Para especialistas e estudiosos do tema a situação de quem vive nas ruas depende de uma série de fatores, que vão desde ajudas promovidas pela própria sociedade até as políticas públicas. Apesar da atuação das prefeituras, a nível nacional ainda não há um quantitativo definido de pessoas em situação de rua no Brasil.

No Estado do Rio, por exemplo, a Secretaria Estadual de Desenvolvimento Social afirma que apesar de haver instrumentais de coleta de dados da população em situação de rua junto aos municípios, existe a questão da subnotificação, que dificulta a realização de um levantamento mais preciso sobre essas pessoas em todo o estado.

As ações das prefeituras são coordenadas dentro do que se refere o Serviço de Abordagem Social, sendo ofertado pelos municípios conforme definição das Normas Operacionais Básicas do Sistema Único de Assistência Social (SUAS). Essas abordagens são definidas conforme a realidade local de cada cidade. A periodicidade das ações também é definida pelos municípios.

Centro POP

Dentre os serviços existentes no âmbito da política de assistência social voltados à população em situação de rua, há o Centro de Referência Especializado para População em Situação de Rua (Centro POP), que consiste em um espaço de acesso à rede socioassistencial, de promoção de ações de reinserção familiar, acompanhamento psicossocial, atividades direcionadas ao desenvolvimento coletivo e individual de sociabilidade contribuindo para a construção de novos projetos de vida e ampliação das possibilidades de saída das ruas.

Há ainda Serviços de Acolhimento Institucional nas modalidades de ILPI (Instituição de Longa Permanência para Idosos) no caso de idosos. No caso de jovens, há as Repúblicas. E há as Instituições de Acolhimento para Adultos no caso de pessoas adultas.Todos serviços de acolhimento são de execução direta dos municípios, cabendo ao estado prestar apoio técnico, capacitação e formação, assessorar e garantir o repasse de recursos.

Niterói

Segundo a Secretaria Municipal de Assistência Social e Economia Solidária (SMASES), a cidade conta com uma rede de atendimento à população em situação de rua, através de equipes de abordagem social especializada, além do Centro de Referência Especializado para População em Situação de Rua (Centro Pop) e cinco unidades de acolhimento, os abrigos.

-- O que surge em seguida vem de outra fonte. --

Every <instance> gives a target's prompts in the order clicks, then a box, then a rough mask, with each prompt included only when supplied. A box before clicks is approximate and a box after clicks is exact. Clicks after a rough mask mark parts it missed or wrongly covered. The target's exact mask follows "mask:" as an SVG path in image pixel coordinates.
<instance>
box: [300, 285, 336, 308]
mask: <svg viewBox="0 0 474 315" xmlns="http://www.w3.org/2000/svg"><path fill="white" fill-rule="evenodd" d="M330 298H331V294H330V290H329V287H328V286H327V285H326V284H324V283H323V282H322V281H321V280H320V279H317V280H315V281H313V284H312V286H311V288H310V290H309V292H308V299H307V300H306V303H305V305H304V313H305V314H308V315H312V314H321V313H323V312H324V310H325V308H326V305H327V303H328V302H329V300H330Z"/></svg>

A pasta conta que ampliou as vagas em acolhimento com a contratação de hospedagem em hotel, com aumento de 60% das vagas. Os hotéis e centros de acolhimento têm, juntos, 190 vagas para pessoas em vulnerabilidade social. O projeto de acolhimento emergencial em Hotel Popular, desde a sua contratação em abril de 2020, já atendeu 642 pessoas em situação de rua. Atualmente, a taxa de ocupação desses locais varia entre 90% e 95% de sua capacidade total, segundo a secretaria.

Apesar dos números, o quantitativo na cidade não foi informado. A ausência da analise aponta para a dificulda e tratar o problema. É o que explica o sociólogo da Universidade Federal do Rio (UFRJ), Rafael Mello.

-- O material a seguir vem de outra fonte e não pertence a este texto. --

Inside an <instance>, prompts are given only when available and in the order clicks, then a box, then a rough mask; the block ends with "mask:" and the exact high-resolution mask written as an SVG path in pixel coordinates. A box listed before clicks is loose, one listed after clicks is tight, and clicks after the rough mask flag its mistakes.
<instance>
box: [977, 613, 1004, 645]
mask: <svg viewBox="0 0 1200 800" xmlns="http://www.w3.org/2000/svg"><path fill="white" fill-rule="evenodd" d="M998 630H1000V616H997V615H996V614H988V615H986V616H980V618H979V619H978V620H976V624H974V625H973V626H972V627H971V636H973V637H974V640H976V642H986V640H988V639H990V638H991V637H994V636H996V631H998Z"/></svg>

"Sem qualificação e quantificação de dados, fica muito difícil planejar políticas públicas eficientes para o fim da situação de rua das pessoas. Isso porque a mensuração de dados faz parte das caraterística de formulação de políticas públicas. Então, atuar sem dados é um tiro no escuro, o que pode gerar ineficiência e gasto desnecessário de dinheiro e, principalmente, de mobilização política para a resolução dessa anomalia social"

Para o especialista, diversos são os fatores que contribuem para um individuo fazer da rua moradia, muitas vezes abrindo mão da própria digninidade.

"A vida na rua não é uma coisa boa e agradável. Se as pessoas estão nessa situação é por diversos motivos, que devem ser estudados por diferentes ciências, e que não há uma solução simples. Contudo, não é uma condicionante que uma pessoa em situação de rua esteja ligada ao crime, contravenção ou drogas. Pode haver pessoas nessas situações citadas? Sim. Mas, há muito preconceito por parte da sociedade. Essas pessoas estão numa situação de vulnerabilidade social, desprovidas de diversos direitos e invisibilizadas, então esses estigmas sociais mais atrapalham que ajudam"

Presidente da Comissão de Direitos Humanos da Câmara de Niterói, a vereadora pelo Psol, Benny Briolly, afirma que mantém contato direto com a prefeitura sobre a questão da população em situação de rua. Segundo a parlamentar, a questão é delicada e a Comissão realiza o trabalho de encaminhar os casos que chegam na Câmara.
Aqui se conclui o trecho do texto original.